Show HN [Again]: My Side Project, Thingist. - blhack
http://www.thingist.com/

======
rudasn
I didn't take any action on your site (quite busy at the moment) but I have a
few suggestions on your design.

\- Try not to use sans serif (Helvetica) and serif (Georgia) fonts at the same
time. Choose one and stick to it. If you are going for large font sizes serif
look nice. Otherwise use sans serif. Keep in mind though that sans serif fonts
are easier to read on a screen.

\- On a similar note, bold and underline on long paragraphs/blocks of text is
hard to read. Also #000 on #fff (or vise versa) is tiring for the eyes. Have
you experimented with shades of black/gray (#333, #666, #999, #ccc)?

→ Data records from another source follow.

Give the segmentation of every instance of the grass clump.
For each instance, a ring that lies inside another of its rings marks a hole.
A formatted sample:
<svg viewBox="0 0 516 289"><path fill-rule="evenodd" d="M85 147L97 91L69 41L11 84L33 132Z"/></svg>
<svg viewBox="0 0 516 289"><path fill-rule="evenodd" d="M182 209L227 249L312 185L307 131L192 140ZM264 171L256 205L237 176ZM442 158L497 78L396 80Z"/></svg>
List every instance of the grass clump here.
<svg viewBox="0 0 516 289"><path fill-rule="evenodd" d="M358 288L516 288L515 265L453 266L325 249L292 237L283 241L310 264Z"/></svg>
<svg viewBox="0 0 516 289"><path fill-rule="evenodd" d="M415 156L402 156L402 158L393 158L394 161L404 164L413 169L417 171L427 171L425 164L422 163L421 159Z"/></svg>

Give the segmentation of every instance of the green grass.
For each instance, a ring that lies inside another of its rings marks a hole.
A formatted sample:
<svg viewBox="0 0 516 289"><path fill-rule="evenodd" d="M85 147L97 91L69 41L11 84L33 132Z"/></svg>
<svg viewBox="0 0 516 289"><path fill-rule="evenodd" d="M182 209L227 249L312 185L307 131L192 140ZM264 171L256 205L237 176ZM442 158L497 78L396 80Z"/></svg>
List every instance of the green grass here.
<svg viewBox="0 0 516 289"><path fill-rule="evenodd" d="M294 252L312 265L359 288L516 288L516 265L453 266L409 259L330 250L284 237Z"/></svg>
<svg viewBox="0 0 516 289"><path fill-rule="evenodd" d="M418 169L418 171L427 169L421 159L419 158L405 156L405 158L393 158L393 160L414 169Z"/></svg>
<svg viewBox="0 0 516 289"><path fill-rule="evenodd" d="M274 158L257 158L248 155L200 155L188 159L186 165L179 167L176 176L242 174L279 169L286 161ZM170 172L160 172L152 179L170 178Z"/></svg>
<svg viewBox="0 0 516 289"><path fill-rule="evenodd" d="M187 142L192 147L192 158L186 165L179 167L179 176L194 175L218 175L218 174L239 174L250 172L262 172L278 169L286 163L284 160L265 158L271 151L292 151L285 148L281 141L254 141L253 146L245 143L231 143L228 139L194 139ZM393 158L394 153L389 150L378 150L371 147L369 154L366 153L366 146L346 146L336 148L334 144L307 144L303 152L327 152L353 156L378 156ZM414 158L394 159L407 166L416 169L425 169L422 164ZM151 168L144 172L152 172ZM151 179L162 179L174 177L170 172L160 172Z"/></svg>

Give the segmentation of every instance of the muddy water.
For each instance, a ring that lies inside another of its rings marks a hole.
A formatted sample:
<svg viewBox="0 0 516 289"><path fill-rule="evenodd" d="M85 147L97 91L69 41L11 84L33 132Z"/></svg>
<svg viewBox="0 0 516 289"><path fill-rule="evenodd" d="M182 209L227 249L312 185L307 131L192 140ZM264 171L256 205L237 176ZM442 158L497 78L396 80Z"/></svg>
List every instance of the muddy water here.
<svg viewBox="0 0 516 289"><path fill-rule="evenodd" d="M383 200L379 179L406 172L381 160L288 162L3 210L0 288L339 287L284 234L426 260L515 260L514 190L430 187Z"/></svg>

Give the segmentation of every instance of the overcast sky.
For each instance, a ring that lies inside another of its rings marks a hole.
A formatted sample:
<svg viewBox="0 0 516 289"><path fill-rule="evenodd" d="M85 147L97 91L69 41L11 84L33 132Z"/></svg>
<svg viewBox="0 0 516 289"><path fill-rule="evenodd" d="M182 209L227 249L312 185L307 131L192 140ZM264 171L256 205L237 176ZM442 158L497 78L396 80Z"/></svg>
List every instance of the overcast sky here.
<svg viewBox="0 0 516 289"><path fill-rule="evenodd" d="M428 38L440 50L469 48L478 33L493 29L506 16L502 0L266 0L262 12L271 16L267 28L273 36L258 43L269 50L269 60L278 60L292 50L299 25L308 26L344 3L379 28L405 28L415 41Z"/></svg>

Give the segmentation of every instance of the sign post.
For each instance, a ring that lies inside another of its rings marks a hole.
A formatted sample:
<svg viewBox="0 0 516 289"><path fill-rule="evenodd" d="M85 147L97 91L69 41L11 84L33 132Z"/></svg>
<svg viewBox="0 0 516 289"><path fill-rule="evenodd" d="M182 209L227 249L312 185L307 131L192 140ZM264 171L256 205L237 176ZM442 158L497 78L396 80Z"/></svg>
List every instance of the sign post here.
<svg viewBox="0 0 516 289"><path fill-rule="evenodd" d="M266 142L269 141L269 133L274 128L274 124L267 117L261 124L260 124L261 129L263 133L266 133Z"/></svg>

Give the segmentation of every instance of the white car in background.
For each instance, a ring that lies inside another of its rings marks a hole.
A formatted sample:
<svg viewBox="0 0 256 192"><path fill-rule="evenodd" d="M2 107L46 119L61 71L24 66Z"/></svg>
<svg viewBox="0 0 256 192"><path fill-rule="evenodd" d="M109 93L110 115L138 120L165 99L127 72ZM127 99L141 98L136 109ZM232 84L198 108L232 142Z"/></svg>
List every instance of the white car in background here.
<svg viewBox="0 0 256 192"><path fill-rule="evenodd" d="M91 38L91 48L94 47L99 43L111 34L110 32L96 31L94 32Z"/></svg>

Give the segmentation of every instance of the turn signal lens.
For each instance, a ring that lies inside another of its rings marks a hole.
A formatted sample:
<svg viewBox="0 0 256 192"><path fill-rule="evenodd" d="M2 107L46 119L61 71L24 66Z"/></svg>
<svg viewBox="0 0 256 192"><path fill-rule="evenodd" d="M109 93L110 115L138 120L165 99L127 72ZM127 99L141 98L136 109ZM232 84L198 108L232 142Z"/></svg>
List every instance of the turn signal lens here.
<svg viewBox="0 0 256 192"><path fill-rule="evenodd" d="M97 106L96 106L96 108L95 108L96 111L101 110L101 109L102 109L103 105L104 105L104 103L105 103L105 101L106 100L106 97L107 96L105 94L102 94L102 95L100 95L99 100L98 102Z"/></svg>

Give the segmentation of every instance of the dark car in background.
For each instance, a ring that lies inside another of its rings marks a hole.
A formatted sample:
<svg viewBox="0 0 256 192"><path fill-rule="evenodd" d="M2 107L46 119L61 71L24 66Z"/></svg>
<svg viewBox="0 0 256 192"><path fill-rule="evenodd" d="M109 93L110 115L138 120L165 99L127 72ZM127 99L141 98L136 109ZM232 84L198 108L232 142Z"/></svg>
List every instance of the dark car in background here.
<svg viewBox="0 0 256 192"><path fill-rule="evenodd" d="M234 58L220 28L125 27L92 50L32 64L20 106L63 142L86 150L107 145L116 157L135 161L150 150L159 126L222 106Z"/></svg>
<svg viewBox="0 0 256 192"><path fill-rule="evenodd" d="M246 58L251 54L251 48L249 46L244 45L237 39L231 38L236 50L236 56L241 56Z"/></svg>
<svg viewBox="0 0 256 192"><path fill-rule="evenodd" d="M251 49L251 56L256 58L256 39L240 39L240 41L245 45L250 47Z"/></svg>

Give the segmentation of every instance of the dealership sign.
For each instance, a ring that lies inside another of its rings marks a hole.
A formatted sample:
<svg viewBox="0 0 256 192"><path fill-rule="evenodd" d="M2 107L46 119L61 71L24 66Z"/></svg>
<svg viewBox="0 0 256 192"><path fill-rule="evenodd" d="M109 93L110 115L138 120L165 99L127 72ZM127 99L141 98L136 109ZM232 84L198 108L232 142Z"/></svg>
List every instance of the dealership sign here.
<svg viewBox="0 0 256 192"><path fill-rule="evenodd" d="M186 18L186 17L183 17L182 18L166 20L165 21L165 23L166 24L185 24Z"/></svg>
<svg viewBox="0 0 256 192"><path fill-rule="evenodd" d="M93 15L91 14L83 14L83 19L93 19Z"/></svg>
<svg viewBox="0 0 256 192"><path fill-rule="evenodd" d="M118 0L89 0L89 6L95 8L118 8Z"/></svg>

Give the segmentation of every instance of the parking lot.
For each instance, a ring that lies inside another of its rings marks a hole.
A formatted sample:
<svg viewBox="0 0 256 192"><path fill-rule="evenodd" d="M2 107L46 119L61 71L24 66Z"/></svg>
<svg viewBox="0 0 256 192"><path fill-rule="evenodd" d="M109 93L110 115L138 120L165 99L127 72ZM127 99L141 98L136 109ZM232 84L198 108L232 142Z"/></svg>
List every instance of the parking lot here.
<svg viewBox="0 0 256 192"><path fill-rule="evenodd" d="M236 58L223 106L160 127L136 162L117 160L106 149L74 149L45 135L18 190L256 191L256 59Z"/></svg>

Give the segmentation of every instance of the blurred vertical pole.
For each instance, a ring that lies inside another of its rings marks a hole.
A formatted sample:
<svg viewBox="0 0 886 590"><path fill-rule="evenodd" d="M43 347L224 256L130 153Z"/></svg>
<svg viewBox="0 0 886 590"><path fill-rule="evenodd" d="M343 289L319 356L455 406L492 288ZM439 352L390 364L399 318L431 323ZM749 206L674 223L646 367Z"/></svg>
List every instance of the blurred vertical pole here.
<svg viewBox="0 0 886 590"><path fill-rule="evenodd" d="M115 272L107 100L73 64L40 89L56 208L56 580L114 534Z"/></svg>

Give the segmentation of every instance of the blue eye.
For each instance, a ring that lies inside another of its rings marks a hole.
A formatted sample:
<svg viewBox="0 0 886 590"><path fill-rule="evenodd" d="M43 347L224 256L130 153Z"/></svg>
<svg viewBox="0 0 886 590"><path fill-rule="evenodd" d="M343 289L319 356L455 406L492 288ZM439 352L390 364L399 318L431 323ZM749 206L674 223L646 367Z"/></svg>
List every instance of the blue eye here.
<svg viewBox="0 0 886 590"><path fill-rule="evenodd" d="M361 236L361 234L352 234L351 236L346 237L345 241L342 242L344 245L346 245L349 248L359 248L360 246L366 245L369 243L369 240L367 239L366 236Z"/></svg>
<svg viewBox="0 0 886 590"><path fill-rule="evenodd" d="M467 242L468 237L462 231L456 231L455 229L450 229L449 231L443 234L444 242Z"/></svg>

\- Try to make better use of your space. The login box takes way too much
space.

\- Last but not least, I personally find the blue header at the top very
"strong". I would use a different shade of blue (google uses nices shades of
blue, perhaps you can steal a couple)

------
blhack
Hi, HN. About a month ago I showed you all my November launch project. A few
of you seemed interested in it, and I've added quite a bit since then, so I'm
showing you again :).

First, the point of the site is to share lists. Originally it was a place for
me to keep a Christmas list, but I quickly wanted to be able to add stuff like
"coffee" to lists like "things I love".

After that, the ability to share pictures of the things I was listing sounded
cool, so I added the ability to upload a photo along with whatever item you
were listing.

Then I noticed that one of my favorite lists (songs I love) was pretty much
all just links to youtube, so I added the code to automatically embed youtube
videos instead of just linking to them. The same now goes for soundcloud and
vimeo.

Something an HNer asked for last time was the ability to expand a list onto
one page...which I added (and it looks like this:
<http://thingist.com/t/pageview/1674/>)

The "notifications" have improved quite a bit since I showed you as well. If
somebody comments on one of your items, or comments on something you've
commented on, or "relists" one of your things, or mentions you in a post (by
prepending your username with a $, so $blhack, if this was HN), you'll get a
notifications about it.

As far as numbers go...the site growing has stagnated, and I would love it if
anybody could give me some advice on how to fix that... The people that do use
it use it quite a bit, I just wish there were more of them.

Anyway, maybe this post will get ignored, sorry if it's against guidelines to
submit a project twice. I've been having a _lot_ of fun building this so far
(the most fun for me was definitely working with soundcloud's API...something
that I had never done before).